The other side of the debate

Photo 2: Mobile scales such as these allow competitors to weigh their horses before, during and after competition to track the volume of sweat lost and the relative success of their replacement program.
The European approach is in conflict with opinions in the United States. Here, many veterinarians reason that electrolyte supplementation will leave a horse less depleted at the end of a ride or event. They, therefore, recommend up to 10 doses of electrolytes per race, which provides 120 to 280 g of electrolytes. This volume is suggested to be the equivalent of the amount of electrolytes lost in 33 liters of sweat (Photo 2).

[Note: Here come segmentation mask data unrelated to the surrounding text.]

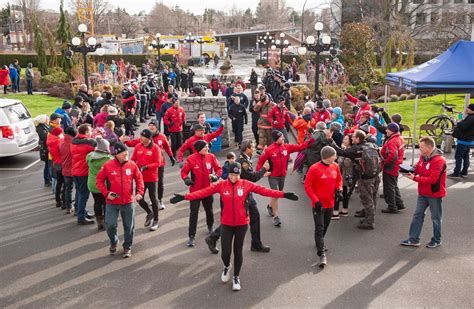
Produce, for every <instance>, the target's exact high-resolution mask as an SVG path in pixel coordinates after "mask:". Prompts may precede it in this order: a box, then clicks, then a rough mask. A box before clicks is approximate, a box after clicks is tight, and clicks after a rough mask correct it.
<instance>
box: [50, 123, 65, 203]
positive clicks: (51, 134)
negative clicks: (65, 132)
mask: <svg viewBox="0 0 474 309" xmlns="http://www.w3.org/2000/svg"><path fill="white" fill-rule="evenodd" d="M62 139H63V130H62V129H61V128H53V129H52V130H51V132H50V133H49V134H48V137H47V138H46V145H47V146H48V151H49V153H50V155H51V158H52V160H53V173H54V175H55V178H56V190H55V191H54V195H55V198H56V207H62V206H63V205H62V201H63V200H64V198H63V199H61V191H62V190H61V189H62V187H63V182H64V179H63V175H62V173H61V153H60V152H59V144H60V143H61V140H62Z"/></svg>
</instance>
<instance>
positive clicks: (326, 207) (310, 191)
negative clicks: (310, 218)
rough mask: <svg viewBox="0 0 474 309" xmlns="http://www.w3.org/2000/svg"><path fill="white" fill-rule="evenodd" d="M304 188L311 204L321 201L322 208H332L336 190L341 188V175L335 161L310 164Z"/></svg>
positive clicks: (338, 189)
mask: <svg viewBox="0 0 474 309" xmlns="http://www.w3.org/2000/svg"><path fill="white" fill-rule="evenodd" d="M304 189H305V191H306V194H307V195H308V197H309V198H310V199H311V206H312V207H313V208H315V207H314V203H316V202H321V204H323V208H333V207H334V202H335V201H334V199H335V196H336V191H337V190H342V176H341V171H340V170H339V166H338V165H337V164H336V163H333V164H330V165H327V164H324V163H323V162H321V161H320V162H318V163H316V164H313V165H311V167H310V168H309V170H308V173H307V174H306V179H305V181H304Z"/></svg>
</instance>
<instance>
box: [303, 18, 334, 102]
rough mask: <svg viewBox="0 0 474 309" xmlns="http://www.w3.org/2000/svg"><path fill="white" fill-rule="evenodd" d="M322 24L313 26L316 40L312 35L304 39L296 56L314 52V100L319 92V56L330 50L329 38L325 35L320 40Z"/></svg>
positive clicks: (330, 40)
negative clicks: (315, 62) (314, 74)
mask: <svg viewBox="0 0 474 309" xmlns="http://www.w3.org/2000/svg"><path fill="white" fill-rule="evenodd" d="M323 27H324V26H323V23H321V22H317V23H316V24H315V25H314V30H316V38H315V37H314V36H312V35H310V36H308V37H307V38H306V43H301V47H300V48H298V54H300V55H304V54H306V52H307V51H314V52H316V69H315V78H314V99H315V100H316V96H317V94H318V92H319V61H320V54H321V52H323V51H328V50H330V49H331V48H332V46H331V37H330V36H328V35H325V36H323V37H322V38H321V40H320V37H321V31H322V30H323Z"/></svg>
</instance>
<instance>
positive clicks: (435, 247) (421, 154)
mask: <svg viewBox="0 0 474 309" xmlns="http://www.w3.org/2000/svg"><path fill="white" fill-rule="evenodd" d="M419 148H420V153H421V157H420V160H418V163H417V164H416V166H415V171H414V172H413V173H409V174H408V175H407V177H408V178H410V179H411V180H413V181H415V182H417V183H418V201H417V204H416V210H415V213H414V214H413V220H412V221H411V225H410V231H409V238H408V239H407V240H403V241H402V242H401V243H400V244H401V245H403V246H414V247H419V246H420V234H421V229H422V227H423V221H424V220H425V213H426V209H427V208H428V207H429V208H430V211H431V221H432V222H433V237H432V238H431V240H430V242H429V243H428V244H427V245H426V247H427V248H436V247H439V246H440V245H441V223H442V221H443V220H442V214H443V211H442V203H443V198H444V197H445V196H446V160H445V159H444V158H443V156H442V155H441V153H440V152H439V151H438V150H437V149H436V144H435V141H434V140H433V139H432V138H431V137H423V138H422V139H420V142H419Z"/></svg>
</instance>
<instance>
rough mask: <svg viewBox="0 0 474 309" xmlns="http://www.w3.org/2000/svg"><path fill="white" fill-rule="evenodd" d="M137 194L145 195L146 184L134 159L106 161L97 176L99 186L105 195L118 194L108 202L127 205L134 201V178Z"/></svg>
mask: <svg viewBox="0 0 474 309" xmlns="http://www.w3.org/2000/svg"><path fill="white" fill-rule="evenodd" d="M134 179H135V186H136V192H137V194H140V195H142V196H143V191H144V184H143V177H142V173H140V170H139V169H138V166H137V165H136V164H135V163H134V162H133V161H127V162H124V163H120V162H119V161H118V160H117V159H112V160H110V161H108V162H106V163H105V164H104V165H103V166H102V168H101V169H100V171H99V173H98V174H97V177H96V185H97V188H98V189H99V190H100V192H102V195H104V196H105V197H107V196H108V194H109V192H114V193H116V194H118V197H117V198H115V199H113V200H109V199H107V201H106V203H107V204H113V205H126V204H130V203H132V202H133V180H134Z"/></svg>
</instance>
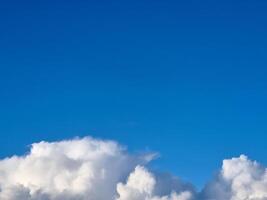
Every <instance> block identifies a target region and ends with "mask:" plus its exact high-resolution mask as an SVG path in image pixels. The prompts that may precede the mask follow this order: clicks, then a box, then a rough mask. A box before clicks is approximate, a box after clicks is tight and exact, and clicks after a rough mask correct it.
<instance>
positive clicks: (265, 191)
mask: <svg viewBox="0 0 267 200" xmlns="http://www.w3.org/2000/svg"><path fill="white" fill-rule="evenodd" d="M153 158H154V155H153V154H142V155H133V154H130V153H128V152H127V151H126V149H125V148H124V147H122V146H121V145H119V144H118V143H116V142H114V141H103V140H98V139H93V138H90V137H86V138H82V139H74V140H67V141H59V142H40V143H35V144H32V146H31V149H30V152H28V153H27V154H26V155H24V156H13V157H10V158H5V159H2V160H0V199H1V200H267V170H266V168H264V167H263V166H261V165H260V164H258V163H257V162H255V161H251V160H249V159H248V158H247V157H246V156H244V155H241V156H240V157H237V158H232V159H227V160H224V161H223V164H222V168H221V170H220V171H219V172H218V174H217V176H216V177H215V178H213V179H212V180H211V181H210V182H209V183H208V184H207V185H206V186H205V187H204V189H203V190H202V191H196V190H195V189H194V187H193V186H192V185H191V184H189V183H185V182H183V181H181V180H180V179H178V178H177V177H174V176H172V175H170V174H167V173H161V172H155V171H151V170H149V169H148V167H147V163H148V162H150V161H151V160H152V159H153Z"/></svg>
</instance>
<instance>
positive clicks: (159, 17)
mask: <svg viewBox="0 0 267 200" xmlns="http://www.w3.org/2000/svg"><path fill="white" fill-rule="evenodd" d="M266 10H267V1H265V0H259V1H255V0H251V1H246V0H242V1H225V0H224V1H200V0H199V1H194V0H191V1H188V0H187V1H186V0H184V1H168V0H164V1H157V0H156V1H155V0H153V1H138V0H134V1H112V2H111V1H49V0H45V1H12V0H10V1H1V6H0V20H1V23H0V24H1V26H0V136H1V137H0V157H1V158H3V157H6V156H10V155H13V154H23V153H25V151H27V150H28V149H27V145H28V144H30V143H32V142H37V141H40V140H48V141H53V140H60V139H66V138H72V137H74V136H85V135H92V136H95V137H99V138H108V139H114V140H117V141H119V142H121V143H123V144H125V145H127V146H128V148H129V149H130V150H131V151H140V150H144V151H147V150H155V151H158V152H160V154H161V158H160V159H159V160H157V161H155V162H154V163H153V167H155V168H160V169H161V170H166V171H172V172H173V173H174V174H176V175H179V176H180V177H182V178H184V179H186V180H190V181H193V182H195V183H196V184H197V185H199V186H201V185H202V184H203V183H204V182H206V180H207V179H208V178H209V177H210V175H211V172H213V171H214V170H215V169H217V168H218V167H219V165H220V164H221V163H220V162H221V160H222V159H224V158H228V157H232V156H238V155H240V154H241V153H244V154H246V155H248V156H249V157H251V158H252V159H256V160H258V161H260V162H262V163H263V164H267V156H266V155H267V148H266V141H267V136H266V134H267V123H266V122H267V104H266V102H267V56H266V55H267V12H266Z"/></svg>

Photo 3: Horses at the 30-mile veterinary check of a 50-mile endurance ride replenish electrolytes and water with a diet of primarily hay and beet pulp. It is crucial that horses replace both water and electrolytes during exercise in hot conditions since either one without the other can still result in serious metabolic conditions.
A key element, though, is that both electrolytes and fluids must be replaced for this system to work (Photo 3). The horse's digestive tract motility must remain active, and sufficient fluids must be present to allow for absorption of the administered electrolyte load. If a horse becomes dehydrated or if its digestive tract motility decreases, it is in a much more serious metabolic situation if it has been heavily supplemented with electrolytes. Yet without enough electrolytes, the horse's digestive tract function will decrease.

Research from the Ontario Veterinary College at the University of Guelph has shown that endurance horses and event horses with less pronounced fluid and electrolyte alterations during a competition were more successful than those with greater losses. This conclusion makes intuitive sense, and European veterinarians and riders would surely agree with these findings. But the debate still rages on as to the best method of reducing fluid and electrolyte losses. And the best answer may turn out to be the simplest.